政府が推進する環境概況と言うのは「イノベーションテクノロジー産業関連支援政策」と銘打たれて以下に挙げる6つの分野から構成されており、そして推進をされています。
具体的には「環境」、「人材」、「資金」、「施設」、「金融」そして「施策」となるのですが、代表的な骨子と言うのは以下の通りとなっています。
1.環境
・自由且つ利便性の高いビジネス環境
・整備された法治システムと経済制度
・整備された交通ネットワークとインフラ施設
・完備された通信インフラ施設
2.人材
・現地(香港)の大学における研究人材(QS世界大学トップ100に4大学ランクイン)
・国際経済に精通している専門サービス人材の集約
・科学技術人材への香港滞在許可スキーム
・「傑出学者計画」のプロジェクトの設立と運営
・「大湾区院士(大学院生)連盟」の設立と運営
3.資金
・香港内大学向け研究開発支援資金の設置
・大学教育資助委員会向けに予算HKD200億の研究基金を拠出
・「創科創投基金」の導入(香港スタートアップ・イノベーション企業マッチングに対して)

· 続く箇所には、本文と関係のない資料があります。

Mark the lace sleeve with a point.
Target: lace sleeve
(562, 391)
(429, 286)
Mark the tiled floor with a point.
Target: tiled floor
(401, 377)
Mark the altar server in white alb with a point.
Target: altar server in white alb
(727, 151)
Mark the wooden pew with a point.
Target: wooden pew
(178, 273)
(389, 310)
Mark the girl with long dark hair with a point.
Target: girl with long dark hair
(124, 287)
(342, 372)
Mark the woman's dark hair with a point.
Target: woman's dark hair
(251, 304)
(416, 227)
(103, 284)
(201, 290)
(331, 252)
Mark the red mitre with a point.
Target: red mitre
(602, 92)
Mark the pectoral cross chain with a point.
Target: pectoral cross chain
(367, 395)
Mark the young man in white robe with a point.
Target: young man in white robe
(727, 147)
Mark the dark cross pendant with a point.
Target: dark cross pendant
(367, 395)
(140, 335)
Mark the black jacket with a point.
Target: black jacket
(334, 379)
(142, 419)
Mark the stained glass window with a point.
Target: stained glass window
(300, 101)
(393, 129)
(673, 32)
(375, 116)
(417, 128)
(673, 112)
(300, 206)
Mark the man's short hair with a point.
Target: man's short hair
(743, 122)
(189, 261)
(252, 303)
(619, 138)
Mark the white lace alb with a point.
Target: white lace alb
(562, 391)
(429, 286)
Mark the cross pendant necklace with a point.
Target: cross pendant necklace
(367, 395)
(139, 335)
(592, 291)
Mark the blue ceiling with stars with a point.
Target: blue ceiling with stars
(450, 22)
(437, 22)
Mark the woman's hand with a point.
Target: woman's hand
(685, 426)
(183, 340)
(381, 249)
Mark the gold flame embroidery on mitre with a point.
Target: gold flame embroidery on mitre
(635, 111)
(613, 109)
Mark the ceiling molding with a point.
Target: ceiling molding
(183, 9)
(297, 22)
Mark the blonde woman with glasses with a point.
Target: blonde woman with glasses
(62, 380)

・予算約HKD30億の「研究マッチング補助金スキーム」の設置を現時点では検討中
4.施設
・香港科技園と香港数碼港機能の強化
・香港科技園内に医療科学魏実、AIとロボット技術の2つのイノベーションプラットフォーム建設(約HKD100億の予算)
・落馬洲河套地区に「港深創新及科技園」の建設計画
・将軍澳工場邨の「データセンター」と「先進製造センター」建設
金融
・オープン・ファンド型会社精度の正式導入
・新しい上場制度の実施(例:投資家権益保護の前提のもと、個人所有の新興及びイノベーション企業、無収入或いは無利益のバイオテクノロジー関連の会社の香港上場
政策
・政府データの開示政策
・イノベーション推進向けの新たな政府調達政策の検討と実施
・政府認定を付与した現地科学技術企業に対し、研究開発費の最初の200万HKDに対して300%の損金控除、残額は200%の損金控除
・科学技術の重要性を広く社会に認知させるべく市民へのイノベーション認知に関するプロモーションの向上
上記の枠組みの構築で既に2019年に入った段階では世界でも有数な「スタートアップ拠点」と認識(既にイノベーションエコシステムでは世界トップ25に入っています)されている分野もあり、こうしたことからも香港の真剣度と言うのが伝わって来るかのようです。
こうして新しい領域での取り組みを世間の方々が実感できるのは恐らくまだまだ先のことになるとは思いますが、意外と早くそのようなニュースが一般層に伝わって来る日がやって来るのもそれほど遠くない未来になるかも知れません。乞うご期待です。